FILED 109
Honorable Richard J. DeCoster Representative, District 1 407A, Capitol Building Jefferson City, Missouri 65101
Dear Representative DeCoster:
This letter is in response to your question asking whether the Missouri State Council on the Arts is in violation of ArticleIII, Section 38(a) of the Missouri Constitution in entering into certain contracts with artists whereby the artists are to be paid from public funds for their services. You indicate that you are aware of our Opinion No. 155, dated October 8, 1976, to Sikes, in which this office held that the Council has authority to contract with artists for workshops, lectures, demonstrations, performances and art objects without violating Article III, Section 38(a). However, you state that you desire that we give you an opinion based on a review of various contracts made by the Council and the expenditure of funds made by the contracting artists pursuant to the contracts.
The facts that you have given us with respect to this request are not entirely clear. We are of the view, however, that it is unnecessary to go into a detailed investigation of the individual cases in order to clarify whatever misunderstanding there may be with respect to Opinion No. 155-1976.
That opinion, we believe, emphasizes that the Council has the authority to make contracts for certain services in the field of art. A contract, of course, by legal definition, must have as one of its essential elements mutuality of consideration.
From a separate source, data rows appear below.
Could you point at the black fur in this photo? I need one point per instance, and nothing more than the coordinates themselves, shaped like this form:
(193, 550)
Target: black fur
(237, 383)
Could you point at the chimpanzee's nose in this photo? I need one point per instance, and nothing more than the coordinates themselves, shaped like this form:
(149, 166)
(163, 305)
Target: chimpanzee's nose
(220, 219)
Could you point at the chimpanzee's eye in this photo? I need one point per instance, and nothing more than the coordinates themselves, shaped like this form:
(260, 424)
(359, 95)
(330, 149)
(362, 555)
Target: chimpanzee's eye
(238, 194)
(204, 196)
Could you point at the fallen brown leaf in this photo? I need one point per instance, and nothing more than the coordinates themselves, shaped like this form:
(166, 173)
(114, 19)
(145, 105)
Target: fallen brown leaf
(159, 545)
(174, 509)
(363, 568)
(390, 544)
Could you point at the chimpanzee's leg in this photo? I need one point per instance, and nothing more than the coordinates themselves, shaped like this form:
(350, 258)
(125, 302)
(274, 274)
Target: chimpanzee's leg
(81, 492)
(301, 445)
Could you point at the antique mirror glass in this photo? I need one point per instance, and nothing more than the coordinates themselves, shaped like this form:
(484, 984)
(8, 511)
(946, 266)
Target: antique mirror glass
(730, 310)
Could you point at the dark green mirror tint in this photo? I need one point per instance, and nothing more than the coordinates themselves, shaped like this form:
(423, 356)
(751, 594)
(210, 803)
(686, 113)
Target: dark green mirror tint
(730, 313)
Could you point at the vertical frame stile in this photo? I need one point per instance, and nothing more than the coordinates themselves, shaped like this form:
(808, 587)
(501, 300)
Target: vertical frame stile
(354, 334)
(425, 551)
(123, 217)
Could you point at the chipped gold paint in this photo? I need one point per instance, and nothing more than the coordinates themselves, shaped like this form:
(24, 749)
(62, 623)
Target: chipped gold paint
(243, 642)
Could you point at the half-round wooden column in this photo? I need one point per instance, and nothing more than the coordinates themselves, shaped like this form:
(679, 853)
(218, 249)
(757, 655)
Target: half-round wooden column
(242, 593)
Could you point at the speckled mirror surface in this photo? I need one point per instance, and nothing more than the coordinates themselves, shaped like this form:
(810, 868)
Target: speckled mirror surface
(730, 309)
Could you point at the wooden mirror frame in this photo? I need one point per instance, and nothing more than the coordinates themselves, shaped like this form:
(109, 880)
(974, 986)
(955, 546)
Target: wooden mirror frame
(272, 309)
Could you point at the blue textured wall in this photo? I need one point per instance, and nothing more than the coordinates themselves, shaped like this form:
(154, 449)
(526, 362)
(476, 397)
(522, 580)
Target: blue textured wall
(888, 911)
This means that the Council must receive a valuable consideration for the consideration that it provides under the contract. If the Council does not receive such consideration there is no lawful contract. A grant or gift on the other hand, such as to be within the prohibition of Section 38(a) of Article III of the Missouri Constitution, lacks the element of mutuality of consideration. We have indicated that the Council may enter into contracts which would serve a public purpose as provided in Section 185.050, RSMo. Payments made under such provisions can only be made on basis of contract and cannot be made as a grant or gift to the individual artist. Again, this means that the Council acting on behalf of the state in performing its duties must act pursuant to the legal authority granted to it and must see that the state receives a quid pro quo. In the absence of mutuality of consideration the contract is a nullity.
Clearly, there is some discretion in the Council as to the exercise of powers granted to it by law. Because the Council's authority is limited by the law of contract, we emphasize, the determining factor is what the Council receives on behalf of the public by the artist and not what the artist does with the consideration he receives under the contract.
We conclude that the Council has no authority to expend public moneys without consideration and that the authority it has, as noted in Opinion No. 155-1976, is to enter into contracts. The Council is required to receive adequate consideration from the other contracting party and is not authorized to make gifts or grants to private parties.
We are further of the view that individual consideration of such contracts is not the proper subject of an official opinion of this office under the provisions of Section 27.040, RSMo.